Kompromissbereitschaft vs. Recht des Stärkeren

Europa verpflichtet sich den Prinzipien multilateralen Handelns. Unabdingbare Voraussetzung dafür ist die Bereitschaft zum Kompromiss. Der Trump-Administration geht es dagegen vornehmlich um die Durchsetzung ihrer Interessen sowie der der auserkorenen Partner und nicht um Verhandeln und Vereinbaren. Die regionale Unordnung soll künftig auf Grundlage der Macht und des Rechts des Stärkeren neu sortiert werden. Das präferierte Instrument ist nicht politische Deeskalation, sondern Abschreckung.

 

Zweistaatenlösung vs.

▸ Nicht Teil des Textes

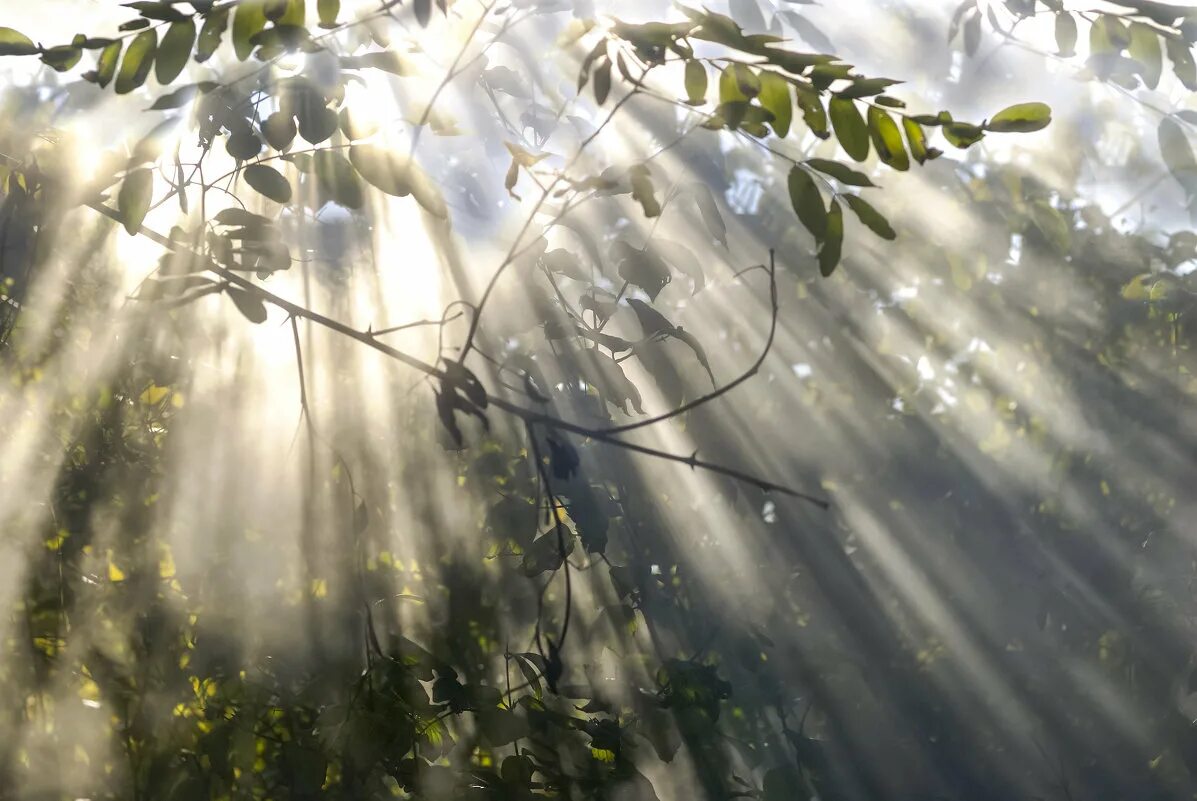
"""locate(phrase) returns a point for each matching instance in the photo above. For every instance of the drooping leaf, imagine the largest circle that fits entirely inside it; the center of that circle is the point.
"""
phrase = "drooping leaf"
(917, 140)
(870, 217)
(105, 66)
(696, 83)
(213, 28)
(775, 98)
(328, 11)
(833, 240)
(813, 111)
(13, 42)
(850, 128)
(279, 129)
(1183, 64)
(1022, 117)
(807, 201)
(1065, 34)
(887, 139)
(268, 182)
(842, 173)
(133, 199)
(174, 52)
(137, 62)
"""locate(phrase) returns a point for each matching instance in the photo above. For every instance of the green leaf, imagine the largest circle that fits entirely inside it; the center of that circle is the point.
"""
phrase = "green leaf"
(696, 83)
(870, 217)
(213, 28)
(917, 140)
(61, 58)
(867, 88)
(1107, 35)
(807, 201)
(842, 173)
(243, 144)
(1182, 61)
(105, 66)
(13, 42)
(813, 111)
(268, 182)
(248, 304)
(328, 11)
(1144, 49)
(962, 134)
(1022, 117)
(1065, 34)
(248, 18)
(133, 199)
(642, 189)
(833, 240)
(850, 128)
(887, 139)
(174, 50)
(775, 98)
(137, 62)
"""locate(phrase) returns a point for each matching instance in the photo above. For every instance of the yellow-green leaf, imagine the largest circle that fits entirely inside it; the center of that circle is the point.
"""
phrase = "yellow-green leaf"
(268, 182)
(137, 62)
(696, 83)
(13, 42)
(775, 97)
(850, 128)
(807, 201)
(833, 240)
(105, 66)
(1022, 117)
(175, 49)
(887, 139)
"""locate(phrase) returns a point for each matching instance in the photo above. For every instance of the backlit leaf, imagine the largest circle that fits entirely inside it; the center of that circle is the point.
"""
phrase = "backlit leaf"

Annexion

Trump orientiert seine Nahostpolitik an den exklusiven Beziehungen mit dem israelischen Premierminister Netanjahu und hat sich endgültig aus der traditionellen, moderierenden Rolle der USA im Nahostkonflikt verabschiedet. Die Verlegung der US-Botschaft nach Jerusalem, die Anerkennung der Golanhöhen sowie der Siedlungen als israelisches Staatsgebiet wurden mit dem sog. „Friedensplan“ gekrönt, der eine klare Abkehr von einer Zweistaatenlösung bedeutet und den Weg der Annexion von mindestens einem Drittel des Westjordanlandes durch Israel ermöglicht. Europa wiederum verfolgt nach wie vor das Ziel einer vereinbarten Zweistaatenlösung und macht sich für die Aufrechterhaltung völkerrechtlicher Normen stark. Das Annexionsverbot ist ein völkerrechtliches Grundprinzip, für dessen Verteidigung sich Europa und allen voran Deutschland bei der russischen Annexion der Krim 2014 engagiert eingesetzt hat.

 

Einbindung vs. maximaler Druck

Mit Blick auf Iran verfolgen die USA und Europa die übereinstimmenden Ziele, die nukleare Bewaffnung des Landes zu verhindern und dessen destabilisierenden Einfluss in der Region zurückzudrängen. Während die Europäer dies durch eine Einbindung Irans in eine regionale Sicherheitsarchitektur anstreben, setzt die Trump-Administration auf maximalen Druck. So stiegen die USA aus der Nuklearvereinbarung über das iranische Atomprogramm (Joint Comprehensive Plan of Action, JCPOA) aus, setzten das Sanktionsregime gegen Iran wieder in Kraft und signalisierten Bereitschaft zum Einsatz militärischer Mittel. Die völkerrechtswidrige Tötung von Qasem Soleimani, Kommandeur der Quds-Brigaden, durch einen Drohnenangriff im Irak war eine klare Botschaft.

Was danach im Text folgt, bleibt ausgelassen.